Our results support those of previous reports that turgor pressure is, at least in part, the driving force behind ascospore discharge. In Gibberella zeae, evidence for this is twofold: droplets are discharged along with the spores when an ascus fires (Fig. 4 ), and in the presence of high external osmotic conditions, discharge is inhibited (Table II ).
The presence of mannitol as the major simple sugar component of the ascus sap indicates this polyol is likely to be involved in generation of turgor pressure. In fungi, mannitol biosynthesis occurs by one of two pathways: the NADPH-dependent MTD-catalyzed conversion of fructose to mannitol, and the conversion of fructose-6-phosphate to mannitol-1-phosphate by mannitol-1-phosphate dehydrogenase (NAD-dependent), with the action of a phosphatase making the final conversion to mannitol (Jennings and Burke 1990
). We did not detect the M1PD activity in hyphae nor in perithecia. Hult et al (1980)

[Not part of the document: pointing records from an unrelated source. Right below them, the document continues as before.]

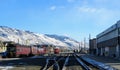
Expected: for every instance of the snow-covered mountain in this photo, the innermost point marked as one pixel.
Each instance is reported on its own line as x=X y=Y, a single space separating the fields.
x=29 y=38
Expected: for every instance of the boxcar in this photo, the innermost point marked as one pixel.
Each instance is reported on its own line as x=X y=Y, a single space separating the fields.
x=3 y=49
x=16 y=50
x=34 y=50
x=56 y=50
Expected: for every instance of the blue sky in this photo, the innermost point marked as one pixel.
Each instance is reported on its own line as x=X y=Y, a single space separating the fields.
x=74 y=18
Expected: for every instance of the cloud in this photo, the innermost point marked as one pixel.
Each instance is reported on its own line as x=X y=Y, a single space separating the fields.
x=89 y=9
x=70 y=1
x=53 y=8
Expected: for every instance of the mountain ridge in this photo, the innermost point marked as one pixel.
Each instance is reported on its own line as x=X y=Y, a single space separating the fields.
x=29 y=38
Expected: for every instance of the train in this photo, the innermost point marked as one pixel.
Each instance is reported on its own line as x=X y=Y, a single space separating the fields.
x=11 y=49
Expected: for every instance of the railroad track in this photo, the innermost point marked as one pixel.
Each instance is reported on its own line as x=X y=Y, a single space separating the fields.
x=54 y=63
x=70 y=62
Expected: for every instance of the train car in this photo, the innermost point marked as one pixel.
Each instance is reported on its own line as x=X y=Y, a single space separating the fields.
x=22 y=50
x=16 y=50
x=56 y=50
x=34 y=50
x=3 y=49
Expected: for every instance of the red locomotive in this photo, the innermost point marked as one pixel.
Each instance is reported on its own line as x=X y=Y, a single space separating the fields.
x=17 y=50
x=56 y=50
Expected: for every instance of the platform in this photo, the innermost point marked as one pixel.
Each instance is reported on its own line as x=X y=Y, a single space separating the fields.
x=107 y=60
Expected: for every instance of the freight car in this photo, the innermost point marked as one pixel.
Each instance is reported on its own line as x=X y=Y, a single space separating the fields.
x=56 y=50
x=3 y=49
x=16 y=50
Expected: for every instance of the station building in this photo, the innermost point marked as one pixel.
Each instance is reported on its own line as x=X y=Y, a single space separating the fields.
x=108 y=42
x=92 y=46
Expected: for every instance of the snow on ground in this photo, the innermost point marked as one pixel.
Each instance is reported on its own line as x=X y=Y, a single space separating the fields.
x=6 y=67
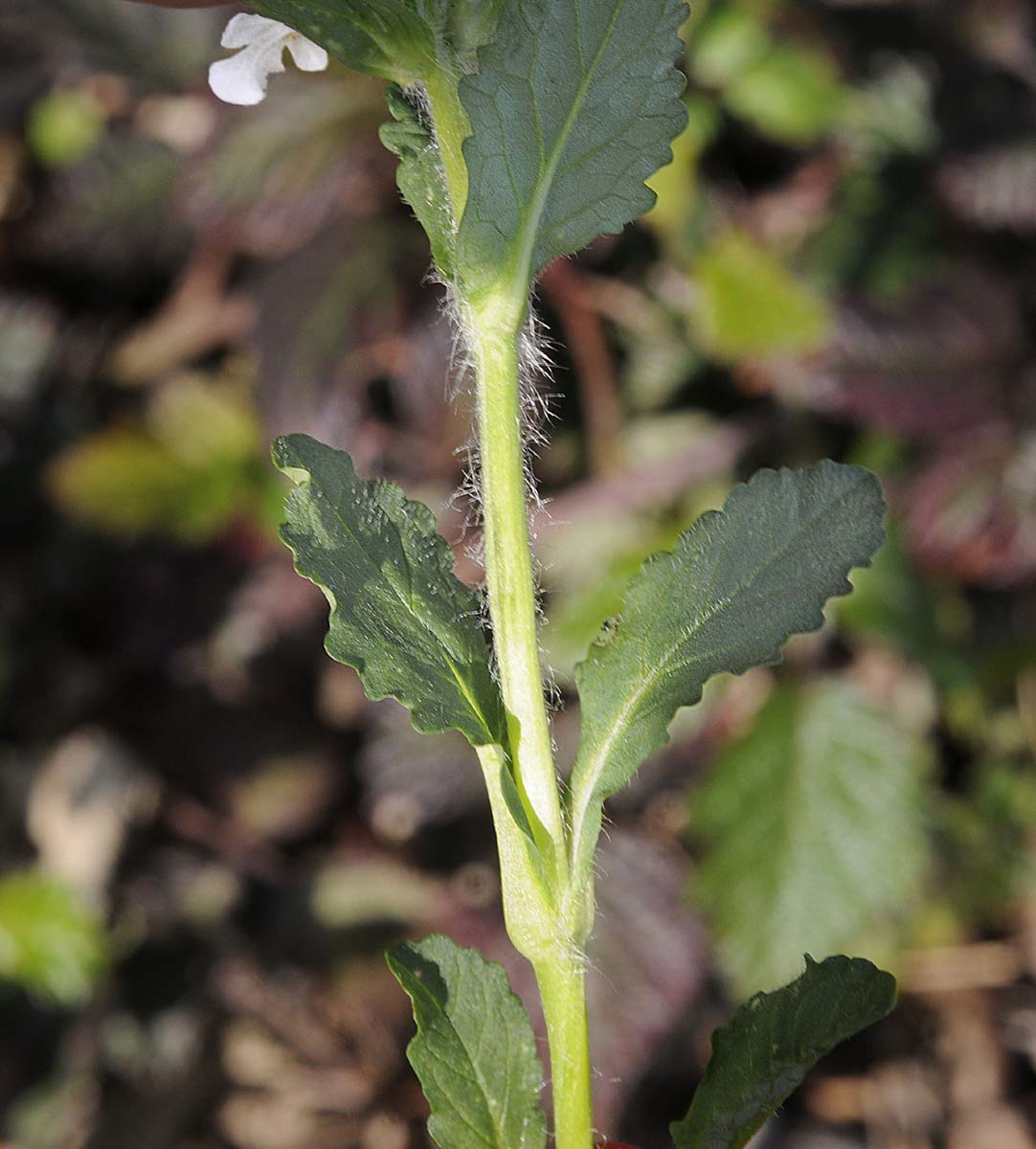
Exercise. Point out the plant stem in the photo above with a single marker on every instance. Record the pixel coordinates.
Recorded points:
(493, 331)
(493, 337)
(452, 129)
(563, 991)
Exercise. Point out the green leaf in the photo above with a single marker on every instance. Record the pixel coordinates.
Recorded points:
(420, 175)
(475, 1049)
(792, 96)
(398, 615)
(749, 305)
(392, 39)
(738, 583)
(770, 1045)
(574, 107)
(400, 40)
(471, 24)
(51, 945)
(812, 832)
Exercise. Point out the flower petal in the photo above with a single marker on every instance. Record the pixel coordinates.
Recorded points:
(242, 79)
(247, 29)
(308, 56)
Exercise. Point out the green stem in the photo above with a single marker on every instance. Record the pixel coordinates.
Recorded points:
(452, 129)
(563, 992)
(534, 884)
(493, 334)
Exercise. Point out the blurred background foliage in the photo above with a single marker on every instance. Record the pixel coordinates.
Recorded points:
(207, 832)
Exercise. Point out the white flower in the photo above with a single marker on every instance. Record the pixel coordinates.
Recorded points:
(242, 79)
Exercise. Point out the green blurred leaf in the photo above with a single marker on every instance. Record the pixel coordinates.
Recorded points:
(738, 583)
(398, 615)
(51, 943)
(770, 1045)
(812, 831)
(475, 1049)
(64, 126)
(725, 45)
(983, 844)
(186, 472)
(749, 305)
(790, 95)
(574, 106)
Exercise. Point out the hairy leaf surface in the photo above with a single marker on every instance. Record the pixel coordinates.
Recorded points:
(475, 1051)
(772, 1043)
(812, 831)
(736, 586)
(394, 39)
(574, 107)
(397, 613)
(420, 175)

also reported that such activity was not detected in G. zeae, although cultural conditions were limited in both studies. Resolution of the role of mannitol in ascospore discharge necessitates the isolation of gene(s) involved in mannitol biosynthesis, such as the MTD gene and the M1PD gene, and the specific disruption of these gene(s) in G. zeae. This work is in progress.
Accumulation of a compatible osmolyte, such as mannitol, for the generation of osmotic pressure has obvious advantages for the preservation of enzyme activity (Jennings and Burke 1990
). Fungi are known to use glycerol, mannitol, sorbitol, trehalose and proline as compatible osmolytes, although other polyols may also be present in osmolyte mixtures (Jennings and Burke 1990
, Davis et al 2000
). A recent study shows that many of the compatible osmolytes do not differ in the osmotic effects at physiological concentrations and thus the evolutionary advantage of a particular one for a specific function is not clear. In Magnaporthe grisea, glycerol has been identified as the osmolyte used to buildup large levels of turgor pressure (De Jong et al 1997
) in the highly melanized appressoria used for leaf penetration. However, glycerol is known to pass through cell membranes at a higher rate than other compatible osmolytes (Davis et al 2000)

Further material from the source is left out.